線量計と権威構造(NYT)

承前*1

KEN BELSON “Japanese Find Radioactivity on Their Own” http://www.nytimes.com/2011/08/01/world/asia/01radiation.html


福島県内を中心に、市民が自ら線量計によって身近な土地の放射線を測定する実践が拡がっていることが紹介されている。これはBelson記者によれば、官僚制(お上)の権威への素朴な信頼という日本人の精神性の変動の兆しということになる。副島隆彦ちぇんちぇーによれば菅伸子を通じて菅直人をコントロールしていることになっている(笑)*2ジェラルド・カーティス氏のコメントを含む部分を切り取っておく;


Such activism would barely merit comment in the United States, but it is exceptional in a country where people generally trust their leaders to watch out for them. That faith has been eroded by a sense that government officials have been, at best, overwhelmed by the enormousness of the disaster, and at worst, hiding how bad things are.

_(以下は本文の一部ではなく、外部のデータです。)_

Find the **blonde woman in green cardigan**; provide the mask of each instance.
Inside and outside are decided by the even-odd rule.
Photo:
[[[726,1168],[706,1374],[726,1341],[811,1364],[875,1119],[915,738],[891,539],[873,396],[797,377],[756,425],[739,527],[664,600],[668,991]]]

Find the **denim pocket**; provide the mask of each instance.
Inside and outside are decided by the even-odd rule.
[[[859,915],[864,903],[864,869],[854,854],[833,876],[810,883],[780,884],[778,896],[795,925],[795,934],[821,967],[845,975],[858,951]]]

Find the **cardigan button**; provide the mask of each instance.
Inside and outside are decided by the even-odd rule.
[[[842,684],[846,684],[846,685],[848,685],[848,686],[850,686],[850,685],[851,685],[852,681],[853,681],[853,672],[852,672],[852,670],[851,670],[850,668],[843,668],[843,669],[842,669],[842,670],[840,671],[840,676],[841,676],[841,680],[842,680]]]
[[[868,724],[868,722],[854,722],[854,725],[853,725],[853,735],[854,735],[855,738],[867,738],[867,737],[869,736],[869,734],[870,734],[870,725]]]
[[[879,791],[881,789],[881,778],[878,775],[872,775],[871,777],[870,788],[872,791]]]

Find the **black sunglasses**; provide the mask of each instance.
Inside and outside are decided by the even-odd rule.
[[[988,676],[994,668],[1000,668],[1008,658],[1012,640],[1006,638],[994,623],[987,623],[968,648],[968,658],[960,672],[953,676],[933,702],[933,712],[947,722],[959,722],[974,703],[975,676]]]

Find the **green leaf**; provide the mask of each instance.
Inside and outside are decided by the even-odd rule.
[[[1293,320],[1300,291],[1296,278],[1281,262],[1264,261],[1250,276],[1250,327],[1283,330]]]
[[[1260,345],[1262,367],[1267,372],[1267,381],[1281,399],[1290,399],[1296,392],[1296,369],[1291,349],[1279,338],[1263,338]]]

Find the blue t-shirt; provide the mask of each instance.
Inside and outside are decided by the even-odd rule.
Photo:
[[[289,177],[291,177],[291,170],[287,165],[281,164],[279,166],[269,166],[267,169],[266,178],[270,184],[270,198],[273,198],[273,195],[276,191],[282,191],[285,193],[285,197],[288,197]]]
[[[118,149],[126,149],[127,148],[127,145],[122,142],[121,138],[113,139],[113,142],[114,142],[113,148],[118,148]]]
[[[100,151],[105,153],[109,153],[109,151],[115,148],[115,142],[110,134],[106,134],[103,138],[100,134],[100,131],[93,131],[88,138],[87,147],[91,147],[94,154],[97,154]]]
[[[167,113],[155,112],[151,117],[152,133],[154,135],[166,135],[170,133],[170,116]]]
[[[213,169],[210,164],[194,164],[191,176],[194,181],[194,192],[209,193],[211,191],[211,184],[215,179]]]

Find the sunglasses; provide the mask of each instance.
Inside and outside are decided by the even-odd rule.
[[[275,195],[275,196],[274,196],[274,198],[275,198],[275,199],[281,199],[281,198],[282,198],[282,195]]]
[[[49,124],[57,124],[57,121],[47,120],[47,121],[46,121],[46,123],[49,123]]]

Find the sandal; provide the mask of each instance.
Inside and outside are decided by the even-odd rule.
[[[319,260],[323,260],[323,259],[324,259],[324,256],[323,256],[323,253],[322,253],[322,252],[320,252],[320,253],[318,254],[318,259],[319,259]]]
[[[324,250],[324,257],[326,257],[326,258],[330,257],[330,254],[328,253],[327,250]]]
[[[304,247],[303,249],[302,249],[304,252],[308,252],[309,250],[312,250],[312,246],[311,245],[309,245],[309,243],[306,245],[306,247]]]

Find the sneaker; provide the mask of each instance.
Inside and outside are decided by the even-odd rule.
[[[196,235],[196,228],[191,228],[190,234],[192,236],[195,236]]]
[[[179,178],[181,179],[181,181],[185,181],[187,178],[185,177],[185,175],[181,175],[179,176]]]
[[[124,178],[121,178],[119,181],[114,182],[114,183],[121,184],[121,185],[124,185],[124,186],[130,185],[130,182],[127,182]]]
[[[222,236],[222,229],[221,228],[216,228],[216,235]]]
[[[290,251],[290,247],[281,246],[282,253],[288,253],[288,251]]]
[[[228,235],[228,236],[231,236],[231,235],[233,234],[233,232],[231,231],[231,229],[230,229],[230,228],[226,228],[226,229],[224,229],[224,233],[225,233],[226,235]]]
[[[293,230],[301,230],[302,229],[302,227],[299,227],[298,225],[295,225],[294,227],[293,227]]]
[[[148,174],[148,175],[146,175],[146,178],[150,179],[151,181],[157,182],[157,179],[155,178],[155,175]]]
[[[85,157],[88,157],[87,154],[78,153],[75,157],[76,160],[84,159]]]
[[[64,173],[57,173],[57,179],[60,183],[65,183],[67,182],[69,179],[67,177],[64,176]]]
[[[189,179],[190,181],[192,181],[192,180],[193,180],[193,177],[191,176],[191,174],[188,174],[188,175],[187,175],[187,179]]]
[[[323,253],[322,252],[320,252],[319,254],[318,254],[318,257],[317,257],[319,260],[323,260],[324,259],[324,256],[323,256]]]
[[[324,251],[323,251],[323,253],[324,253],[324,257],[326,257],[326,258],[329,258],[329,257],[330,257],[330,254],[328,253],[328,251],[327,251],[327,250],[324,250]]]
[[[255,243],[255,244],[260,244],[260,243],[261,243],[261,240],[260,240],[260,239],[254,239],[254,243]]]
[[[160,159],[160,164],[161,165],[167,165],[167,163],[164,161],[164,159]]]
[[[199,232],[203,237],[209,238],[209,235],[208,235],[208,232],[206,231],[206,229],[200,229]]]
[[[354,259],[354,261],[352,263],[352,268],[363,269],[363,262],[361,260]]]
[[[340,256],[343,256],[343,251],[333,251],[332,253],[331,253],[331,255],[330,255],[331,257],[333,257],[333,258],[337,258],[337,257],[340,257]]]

“They don’t riot and they don’t even demonstrate very much, but they are not just sitting on their hands, either,” said Gerald Curtis, Burgess Professor of Political Science at Columbia University and a longtime Japan expert. “What the dosimeter issue reveals is that people are getting more nervous rather than less about radiation dangers.”

The corrosion of trust, at first aimed at faceless bureaucrats and lawmakers in distant Tokyo, now includes governors, mayors and city councils as well, a potentially unsettling trend because it pits neighbors against neighbors. That trust may also be hard to restore: under pressure from concerned citizens, bureaucrats in Tokyo have expanded their monitoring, but many people doubt that the government’s standards are safe or that officials are doing a thorough enough job of testing.